Observation data (J2000 epoch)
- Constellation: Ursa Major
- Right ascension: 11^{h} 56^{m} 42.08^{s}
- Declination: +48° 20′ 02.1″
- Redshift: 0.003163
- Distance: 46.1 ± 13.5 Mly (14.1 ± 4.1 Mpc)
- Apparent magnitude (V): 12.6
- Surface brightness: 21.62 mag/arcsec^{2}^{[citation needed]}

Characteristics
- Type: SB(s)m
- Size: 17,700 ly
- Apparent size (V): 1.3′ × 0.8′

Other designations
- PGC 37542, UGC 6921, MCG +08-22-045, CGCG 243-031, IRAS 11541+4836, ARK 334, KCPG 310

= NGC 3985 =

Galaxy in the constellation Ursa Major

NGC 3985 is a barred spiral galaxy in the constellation Ursa Major.
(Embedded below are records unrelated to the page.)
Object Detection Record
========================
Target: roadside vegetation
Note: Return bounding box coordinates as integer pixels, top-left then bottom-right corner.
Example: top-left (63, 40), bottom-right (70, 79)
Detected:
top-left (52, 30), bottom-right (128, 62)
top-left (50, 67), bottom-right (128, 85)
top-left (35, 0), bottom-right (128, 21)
It is located at a distance of about 45 million light years from Earth, which, given its apparent dimensions, means that NGC 3726 is about 18,000 light years across. NGC 3985 is situated north of the celestial equator and, as such, it is more easily visible from the Northern Hemisphere. The galaxy appears to have one spiral arm.

NGC 3985 belongs in the NGC 3877 group, which is part of the south Ursa Major groups, part of the Virgo Supercluster. Other galaxies in the same group are NGC 3726, NGC 3893, NGC 3896, NGC 3906, NGC 3928, NGC 3949, and NGC 4010.